This bill is a disaster for Colorado's health care industry, which makes it a disaster for all of Colorado.  Hospitals are a business.  No business can survive if it cannot control labor costs. 

Recent examples of businesses which allowed unions to "manage" their labor policies for them are the "big three" automobile companies in the 50's, 60's, 70's, and 80's and Delta Air Lines which was bought by its pilots unions.  Delta is in Bankruptcy.  Chrysler is owned by a German company.  Ford lost $5 Billion in the last quarter.  At one time General Motors was the largest corporation in the world and had a 50% share of the US auto market.  It is a shadow of its former self.  This catastrophe was brought on by a management that willingly accepted disadvantageous labor agreements and policies.

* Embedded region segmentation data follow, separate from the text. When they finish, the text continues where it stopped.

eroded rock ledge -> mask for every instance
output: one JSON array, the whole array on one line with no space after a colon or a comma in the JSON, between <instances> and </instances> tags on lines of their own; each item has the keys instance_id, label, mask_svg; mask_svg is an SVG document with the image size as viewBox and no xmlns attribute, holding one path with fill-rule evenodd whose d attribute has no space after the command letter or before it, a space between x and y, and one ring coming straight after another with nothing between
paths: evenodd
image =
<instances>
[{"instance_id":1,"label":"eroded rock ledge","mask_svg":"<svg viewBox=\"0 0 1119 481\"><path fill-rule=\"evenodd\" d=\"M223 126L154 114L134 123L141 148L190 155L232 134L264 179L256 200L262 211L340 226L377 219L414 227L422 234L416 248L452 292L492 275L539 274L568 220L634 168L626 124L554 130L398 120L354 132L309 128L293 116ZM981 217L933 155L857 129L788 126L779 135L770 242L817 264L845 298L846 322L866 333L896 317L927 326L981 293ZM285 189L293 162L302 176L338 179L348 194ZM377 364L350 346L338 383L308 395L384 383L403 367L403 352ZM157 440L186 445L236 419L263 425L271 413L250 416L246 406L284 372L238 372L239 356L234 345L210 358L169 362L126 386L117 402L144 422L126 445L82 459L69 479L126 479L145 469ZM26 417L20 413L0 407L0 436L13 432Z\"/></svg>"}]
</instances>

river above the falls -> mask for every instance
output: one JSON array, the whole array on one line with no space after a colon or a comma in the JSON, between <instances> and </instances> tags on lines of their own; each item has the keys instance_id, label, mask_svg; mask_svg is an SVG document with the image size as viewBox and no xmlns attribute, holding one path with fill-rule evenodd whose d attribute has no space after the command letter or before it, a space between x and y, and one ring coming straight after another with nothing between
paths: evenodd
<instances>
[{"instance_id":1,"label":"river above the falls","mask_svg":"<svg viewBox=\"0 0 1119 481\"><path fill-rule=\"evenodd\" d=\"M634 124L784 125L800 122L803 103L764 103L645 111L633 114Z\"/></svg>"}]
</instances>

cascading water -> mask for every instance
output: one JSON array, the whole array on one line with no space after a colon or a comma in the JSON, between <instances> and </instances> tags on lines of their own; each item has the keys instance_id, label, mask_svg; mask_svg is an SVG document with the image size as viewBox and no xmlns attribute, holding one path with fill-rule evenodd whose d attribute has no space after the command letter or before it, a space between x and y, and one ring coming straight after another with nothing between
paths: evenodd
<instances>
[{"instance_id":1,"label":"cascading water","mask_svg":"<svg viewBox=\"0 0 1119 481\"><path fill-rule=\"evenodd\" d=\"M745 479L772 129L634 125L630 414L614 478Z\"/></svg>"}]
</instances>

Everyone but the American consumer paid a price for these companies unwillingness to stand up to labor.  Labor and investors lost when the companies downsized as the consumer found foreign products.

The Democrats should have learned a lesson from this.  This bill proves that they did not, and it proves it in spades.  From the day this bill is passed, no Hospital management in Colorado will be in a position to control its labor costs. 

Going further, once these staffing plans are adopted, deviations will be subject to fines of $5,000 per day.  Since it will be impossible to always meet the staffing plan, lawyers will use a hospital's failure as another club in litigation.  This bill imposes detailed daily staffing reports to be kept by hospitals.  It even encourages staff to report on hospitals which don't meet their staffing plan, a nice police state touch.

It gets worse.  The costs this bill imposes on hospitals will and must be passed on to insurance carriers as patients rotate through the system.  Once again, the business community (which also supported Ritter as a "moderate") will be asked to pick up the tab. 

This is a cost that the Federal Government (Medicare) won't pick up, which will weaken all of Colorado's health care system.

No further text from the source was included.